There is no hotter topic in health care today than securing medical devices. With an electronic health record often fetching prices 10 times that of a credit card number, the motivation is easy enough to understand; it’s money!
As information security professionals, we understand this threat is not a scare tactic for our customers in health care. Unfortunately, the threat is as real as it gets and with patient lives literally on the line, the stakes couldn’t be any higher.
The question I am asked most often is, “Where do we start?” I’m not surprised; there is so much information out there in terms of sets of controls, like NIST, HIPAA and the Center for Internet Security (CIS). Defensive strategies like defense-in-depth and protected enclaves use tools like IDS, IPS, next-gen firewalls, etc. It’s a ton of information for even the most seasoned information security professional to digest. Imagine how overwhelming it can be to the health care professionals who are primarily focused on the treatment of patients.
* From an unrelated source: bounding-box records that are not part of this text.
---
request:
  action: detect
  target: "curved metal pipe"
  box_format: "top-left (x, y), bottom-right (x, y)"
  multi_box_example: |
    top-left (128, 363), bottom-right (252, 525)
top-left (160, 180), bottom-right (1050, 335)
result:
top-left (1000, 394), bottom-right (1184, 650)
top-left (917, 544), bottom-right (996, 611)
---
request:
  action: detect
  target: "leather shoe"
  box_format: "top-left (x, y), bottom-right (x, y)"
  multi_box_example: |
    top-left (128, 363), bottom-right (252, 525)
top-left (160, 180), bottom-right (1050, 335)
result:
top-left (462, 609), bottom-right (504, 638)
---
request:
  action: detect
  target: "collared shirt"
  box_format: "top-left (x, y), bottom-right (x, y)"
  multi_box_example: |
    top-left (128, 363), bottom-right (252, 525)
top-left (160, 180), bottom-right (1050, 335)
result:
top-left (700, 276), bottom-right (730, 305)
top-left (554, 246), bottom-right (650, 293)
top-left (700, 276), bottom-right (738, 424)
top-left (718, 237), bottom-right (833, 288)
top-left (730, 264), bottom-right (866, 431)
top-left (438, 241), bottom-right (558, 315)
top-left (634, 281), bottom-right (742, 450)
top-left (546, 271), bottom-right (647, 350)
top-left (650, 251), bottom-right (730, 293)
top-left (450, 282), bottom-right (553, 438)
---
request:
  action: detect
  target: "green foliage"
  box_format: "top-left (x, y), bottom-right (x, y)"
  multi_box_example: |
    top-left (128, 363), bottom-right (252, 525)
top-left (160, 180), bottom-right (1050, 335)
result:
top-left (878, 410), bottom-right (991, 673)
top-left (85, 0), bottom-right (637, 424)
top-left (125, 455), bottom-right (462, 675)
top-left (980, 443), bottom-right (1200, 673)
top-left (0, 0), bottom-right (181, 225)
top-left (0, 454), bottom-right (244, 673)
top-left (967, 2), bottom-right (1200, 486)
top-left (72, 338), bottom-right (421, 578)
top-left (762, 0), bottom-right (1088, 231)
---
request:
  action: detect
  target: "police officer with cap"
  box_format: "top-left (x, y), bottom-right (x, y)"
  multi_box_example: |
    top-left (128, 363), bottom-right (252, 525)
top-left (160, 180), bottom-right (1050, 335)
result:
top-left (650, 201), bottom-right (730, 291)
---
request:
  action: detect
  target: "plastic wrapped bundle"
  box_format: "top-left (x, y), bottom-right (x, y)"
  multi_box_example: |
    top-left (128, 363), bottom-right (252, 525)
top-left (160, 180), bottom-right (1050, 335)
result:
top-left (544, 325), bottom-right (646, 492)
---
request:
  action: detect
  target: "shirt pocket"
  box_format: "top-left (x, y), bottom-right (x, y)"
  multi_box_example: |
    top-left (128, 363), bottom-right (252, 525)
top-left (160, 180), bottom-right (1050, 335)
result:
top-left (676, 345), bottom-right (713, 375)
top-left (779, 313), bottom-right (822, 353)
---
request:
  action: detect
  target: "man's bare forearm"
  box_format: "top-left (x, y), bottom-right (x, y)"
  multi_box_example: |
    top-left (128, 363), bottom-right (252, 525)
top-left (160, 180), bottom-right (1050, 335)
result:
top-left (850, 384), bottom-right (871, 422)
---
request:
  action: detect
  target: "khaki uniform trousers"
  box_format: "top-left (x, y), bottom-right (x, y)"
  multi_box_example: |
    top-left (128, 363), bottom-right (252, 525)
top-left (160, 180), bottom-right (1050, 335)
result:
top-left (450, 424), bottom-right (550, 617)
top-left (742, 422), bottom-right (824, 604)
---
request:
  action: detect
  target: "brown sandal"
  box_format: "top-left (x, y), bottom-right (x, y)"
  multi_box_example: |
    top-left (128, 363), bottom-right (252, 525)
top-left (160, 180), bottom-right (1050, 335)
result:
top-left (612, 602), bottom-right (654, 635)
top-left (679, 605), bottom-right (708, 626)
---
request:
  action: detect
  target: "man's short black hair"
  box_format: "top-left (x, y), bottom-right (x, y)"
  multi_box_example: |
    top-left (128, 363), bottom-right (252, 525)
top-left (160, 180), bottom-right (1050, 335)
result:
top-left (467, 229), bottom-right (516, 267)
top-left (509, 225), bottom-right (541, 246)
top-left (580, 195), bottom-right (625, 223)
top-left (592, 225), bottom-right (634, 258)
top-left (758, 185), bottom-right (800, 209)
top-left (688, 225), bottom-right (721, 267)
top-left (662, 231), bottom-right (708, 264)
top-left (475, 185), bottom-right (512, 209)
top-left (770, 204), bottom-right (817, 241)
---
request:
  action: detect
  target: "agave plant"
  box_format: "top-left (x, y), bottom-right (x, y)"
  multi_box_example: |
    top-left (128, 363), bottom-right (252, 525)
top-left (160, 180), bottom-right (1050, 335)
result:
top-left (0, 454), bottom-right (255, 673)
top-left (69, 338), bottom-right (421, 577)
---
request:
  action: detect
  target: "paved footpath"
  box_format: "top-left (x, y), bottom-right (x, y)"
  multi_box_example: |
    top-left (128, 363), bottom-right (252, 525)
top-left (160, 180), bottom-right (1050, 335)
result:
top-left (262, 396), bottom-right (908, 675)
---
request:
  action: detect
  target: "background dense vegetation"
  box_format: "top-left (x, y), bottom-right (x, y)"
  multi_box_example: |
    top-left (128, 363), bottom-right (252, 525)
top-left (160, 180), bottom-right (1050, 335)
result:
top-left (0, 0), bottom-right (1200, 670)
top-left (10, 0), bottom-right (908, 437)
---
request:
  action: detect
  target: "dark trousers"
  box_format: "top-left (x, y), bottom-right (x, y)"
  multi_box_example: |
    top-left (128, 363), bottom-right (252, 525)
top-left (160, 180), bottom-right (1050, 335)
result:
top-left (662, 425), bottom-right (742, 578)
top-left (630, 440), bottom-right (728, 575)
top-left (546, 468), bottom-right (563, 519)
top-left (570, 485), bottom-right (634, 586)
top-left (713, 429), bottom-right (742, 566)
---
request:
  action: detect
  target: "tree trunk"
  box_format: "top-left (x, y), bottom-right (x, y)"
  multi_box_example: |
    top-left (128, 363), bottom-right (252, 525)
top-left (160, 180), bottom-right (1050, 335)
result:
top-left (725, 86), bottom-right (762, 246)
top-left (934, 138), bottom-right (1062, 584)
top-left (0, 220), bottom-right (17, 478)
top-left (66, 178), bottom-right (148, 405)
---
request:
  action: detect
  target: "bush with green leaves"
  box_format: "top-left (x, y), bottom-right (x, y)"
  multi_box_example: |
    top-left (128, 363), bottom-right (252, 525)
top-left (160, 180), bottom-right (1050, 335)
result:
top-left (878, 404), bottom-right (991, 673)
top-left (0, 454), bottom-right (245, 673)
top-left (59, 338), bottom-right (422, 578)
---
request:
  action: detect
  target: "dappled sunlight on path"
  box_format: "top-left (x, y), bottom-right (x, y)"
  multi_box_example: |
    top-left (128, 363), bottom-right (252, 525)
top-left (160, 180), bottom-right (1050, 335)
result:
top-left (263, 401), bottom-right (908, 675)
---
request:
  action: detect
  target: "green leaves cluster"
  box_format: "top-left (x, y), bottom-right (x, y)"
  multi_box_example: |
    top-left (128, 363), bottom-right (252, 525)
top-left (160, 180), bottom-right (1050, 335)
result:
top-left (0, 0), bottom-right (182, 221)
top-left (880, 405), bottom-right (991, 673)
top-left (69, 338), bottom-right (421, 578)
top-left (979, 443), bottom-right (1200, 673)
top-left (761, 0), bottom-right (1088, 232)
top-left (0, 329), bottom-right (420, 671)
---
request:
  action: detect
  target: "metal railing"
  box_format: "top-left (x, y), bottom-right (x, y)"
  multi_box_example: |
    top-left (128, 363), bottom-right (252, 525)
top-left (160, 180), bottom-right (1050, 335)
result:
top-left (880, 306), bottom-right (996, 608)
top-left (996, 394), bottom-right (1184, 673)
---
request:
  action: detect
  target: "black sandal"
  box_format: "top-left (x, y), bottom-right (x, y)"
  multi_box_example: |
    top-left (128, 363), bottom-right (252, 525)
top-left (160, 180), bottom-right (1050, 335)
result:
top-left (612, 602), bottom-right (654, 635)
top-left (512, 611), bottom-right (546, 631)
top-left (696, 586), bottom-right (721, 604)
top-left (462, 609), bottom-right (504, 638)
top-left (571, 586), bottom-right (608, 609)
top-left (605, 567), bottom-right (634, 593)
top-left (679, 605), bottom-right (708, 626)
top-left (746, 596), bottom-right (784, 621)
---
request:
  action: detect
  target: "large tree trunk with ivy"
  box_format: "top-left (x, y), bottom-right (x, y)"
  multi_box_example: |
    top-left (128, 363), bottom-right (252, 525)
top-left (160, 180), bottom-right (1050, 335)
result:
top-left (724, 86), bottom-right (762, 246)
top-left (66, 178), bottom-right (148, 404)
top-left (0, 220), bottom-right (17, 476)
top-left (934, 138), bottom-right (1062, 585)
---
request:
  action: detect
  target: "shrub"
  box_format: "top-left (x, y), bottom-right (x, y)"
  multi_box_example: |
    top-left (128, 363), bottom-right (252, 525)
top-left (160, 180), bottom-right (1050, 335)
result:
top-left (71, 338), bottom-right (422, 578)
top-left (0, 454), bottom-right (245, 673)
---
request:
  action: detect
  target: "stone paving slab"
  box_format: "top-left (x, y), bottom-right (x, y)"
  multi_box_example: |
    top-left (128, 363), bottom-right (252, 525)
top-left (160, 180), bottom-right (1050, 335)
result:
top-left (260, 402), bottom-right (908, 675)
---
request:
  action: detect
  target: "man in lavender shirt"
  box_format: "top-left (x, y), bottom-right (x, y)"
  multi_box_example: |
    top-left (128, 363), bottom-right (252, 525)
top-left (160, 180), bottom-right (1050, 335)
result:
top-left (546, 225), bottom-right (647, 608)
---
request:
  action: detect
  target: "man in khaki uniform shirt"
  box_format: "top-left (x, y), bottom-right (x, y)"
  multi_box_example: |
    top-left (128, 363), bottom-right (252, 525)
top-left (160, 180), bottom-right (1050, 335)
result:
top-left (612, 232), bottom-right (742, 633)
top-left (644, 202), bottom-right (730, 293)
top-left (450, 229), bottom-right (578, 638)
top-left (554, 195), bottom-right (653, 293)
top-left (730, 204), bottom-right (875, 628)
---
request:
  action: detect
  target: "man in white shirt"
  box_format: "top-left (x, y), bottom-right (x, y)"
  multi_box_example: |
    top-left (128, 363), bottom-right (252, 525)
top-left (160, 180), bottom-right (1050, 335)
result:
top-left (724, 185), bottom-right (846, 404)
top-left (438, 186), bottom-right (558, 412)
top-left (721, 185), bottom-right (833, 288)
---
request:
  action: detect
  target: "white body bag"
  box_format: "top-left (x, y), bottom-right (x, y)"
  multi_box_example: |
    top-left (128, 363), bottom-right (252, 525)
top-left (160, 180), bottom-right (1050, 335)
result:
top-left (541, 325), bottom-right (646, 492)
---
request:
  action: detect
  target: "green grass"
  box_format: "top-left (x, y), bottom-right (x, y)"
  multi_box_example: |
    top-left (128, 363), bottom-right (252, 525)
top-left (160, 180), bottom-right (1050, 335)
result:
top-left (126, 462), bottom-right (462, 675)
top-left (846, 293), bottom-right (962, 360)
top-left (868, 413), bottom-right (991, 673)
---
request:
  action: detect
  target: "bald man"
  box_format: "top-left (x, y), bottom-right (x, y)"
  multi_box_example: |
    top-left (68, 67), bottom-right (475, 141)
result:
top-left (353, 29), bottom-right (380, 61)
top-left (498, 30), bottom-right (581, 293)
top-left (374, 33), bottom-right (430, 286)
The one thing we know for certain is that “security through obscurity” is no longer a valid defensive strategy. It won’t protect patients, or their private ePHI, and it won’t help reduce the impact or fines in the event of a breach.
So where do we start? In order to build an effective defensive strategy, I need to know what we’re attempting to protect. I would suggest our goal is to defend ePHI. With that in mind, I want to start with devices that generate, store or transmit ePHI. Once we know what we’re trying to defend, where it lives in the network, and what it should be connecting and communicating with; we can then start to develop a defensive strategy for these “crown jewels” of the clinical network.
Translation: Let’s start with an accurate inventory of the medical devices that includes both physical and logical metadata. Until recently, when we mentioned an accurate inventory for medical devices it typically included fields like make, model, serial number, department, PM dates, etc., but rarely included MAC address, IP address, operating system, software, firmware, and other more critical data fields needed to fully integrate with the larger enterprise network and leverage its defensive tools and capabilities. The collection of these data fields is more commonly known as “device profiling.”
I feel the best place to start is to ensure we have an accurate inventory and the device profiling information necessary to integrate with the IDS and IPS systems that are likely already in place in the rest of the enterprise network. However, this may be easier said than done with medical devices, because they are quite often more like operational technology (OT) devices that are purpose-built to perform a specific set of functions, (like taking an X-ray image or performing a CT scan) than a more traditional information technology (IT) device like a laptop computer.
The best results I have seen in obtaining an accurate inventory for medical device profiling is a combination of automated scanning tools with the good old-fashioned boots-on-the-ground concept with experienced service engineers.